Jedna z nich była taka, ze mogłam wyjść z tego pokoju i uciekać, inna ze mogłam tu zostać i trochę poszperać w tym pokoju, a jeszcze inne, że mogłam dać się im złapać albo  przejść do „mojego świata", ale... Teraz już nie miałam do czego tam wracać.

Tak naprawdę, to nie miałam już nikogo. Moja mama umarła (Will mi tak powiedział), a  Halt, Will, i inni...

Gdy tak nad tym rozmyślałam, to doszłam do wniosku, że pewnie uda im się z tąd uciec, a mnie zostawią tu samą. Opuszczą. Porzucą...

Chociaż w głębi duszy może i wiedziałam, że tak się nie stanie, to coś mówiło mi, że na pewno tak będzie.
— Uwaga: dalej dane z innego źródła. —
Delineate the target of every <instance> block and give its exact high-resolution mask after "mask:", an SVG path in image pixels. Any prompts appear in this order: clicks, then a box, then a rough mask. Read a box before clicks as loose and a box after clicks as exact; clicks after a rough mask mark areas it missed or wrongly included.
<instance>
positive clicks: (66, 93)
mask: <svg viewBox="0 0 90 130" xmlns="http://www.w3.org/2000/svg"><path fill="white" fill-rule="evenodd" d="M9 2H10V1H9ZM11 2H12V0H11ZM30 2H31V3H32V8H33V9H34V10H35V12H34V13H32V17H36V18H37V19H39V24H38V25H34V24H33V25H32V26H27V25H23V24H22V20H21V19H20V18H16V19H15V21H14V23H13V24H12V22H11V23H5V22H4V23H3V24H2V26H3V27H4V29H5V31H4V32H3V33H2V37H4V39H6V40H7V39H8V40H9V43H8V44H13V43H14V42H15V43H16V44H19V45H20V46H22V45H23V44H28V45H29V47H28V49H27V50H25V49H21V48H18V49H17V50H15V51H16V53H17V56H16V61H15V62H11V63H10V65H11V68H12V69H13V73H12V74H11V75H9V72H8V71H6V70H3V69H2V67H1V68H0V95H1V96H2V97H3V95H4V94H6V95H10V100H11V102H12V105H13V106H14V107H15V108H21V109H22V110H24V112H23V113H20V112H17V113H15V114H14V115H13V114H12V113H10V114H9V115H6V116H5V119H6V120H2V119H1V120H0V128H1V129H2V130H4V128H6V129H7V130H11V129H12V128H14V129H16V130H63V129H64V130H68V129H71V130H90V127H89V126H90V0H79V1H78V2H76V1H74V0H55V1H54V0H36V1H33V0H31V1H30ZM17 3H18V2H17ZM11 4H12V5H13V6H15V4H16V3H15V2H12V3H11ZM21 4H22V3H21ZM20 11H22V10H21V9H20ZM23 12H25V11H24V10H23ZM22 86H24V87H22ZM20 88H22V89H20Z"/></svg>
Bo przecież po co im jakaś nastolatka, która jest zupełnie taka, jak inni?

Ale te rozmyślania nad tym musiałam przerwać, ponieważ klamka od drzwi poruszyła się i zrozumiałam, że muszę jak najszybciej się schować. Pośpiesznie weszłam do pierwszej lepszej szafy, i zatrzasnęłam za sobą drzwi.

Tak naprawdę, to gdy znalazłam się w tym pomieszczeniu nawet się nie rozejrzałam, bo byłam zbyt pochłonięta rozmyślaniami nad przyszłością.

W szafie, której się znalazłam, były tylko dwie książki. Poza tym szafa była pusta i ciemna, więc tytuły tajemniczych książek pozostały mi nieznane.

Gdy drzwi gabinetu się otworzyły, a stało się to dosłownie chwilę przed tym jak zamknęłam za sobą szafę, zdążyłam tylko zarejestrować, że stanął w nich mężczyzna, a tak dokładniej to był to...

...Keren.

Serce mi przyspieszyło. Naprawdę się bałam.

Co się teraz ze mną stanie?

Obawiałam się najgorszego, chociaż już nic nie wydawało się aż takie złe, bo w końcu nie mogłam już stracić ani nikogo, ani nic.

I w tym momencie przyszła mi do głowy fatalna myśl.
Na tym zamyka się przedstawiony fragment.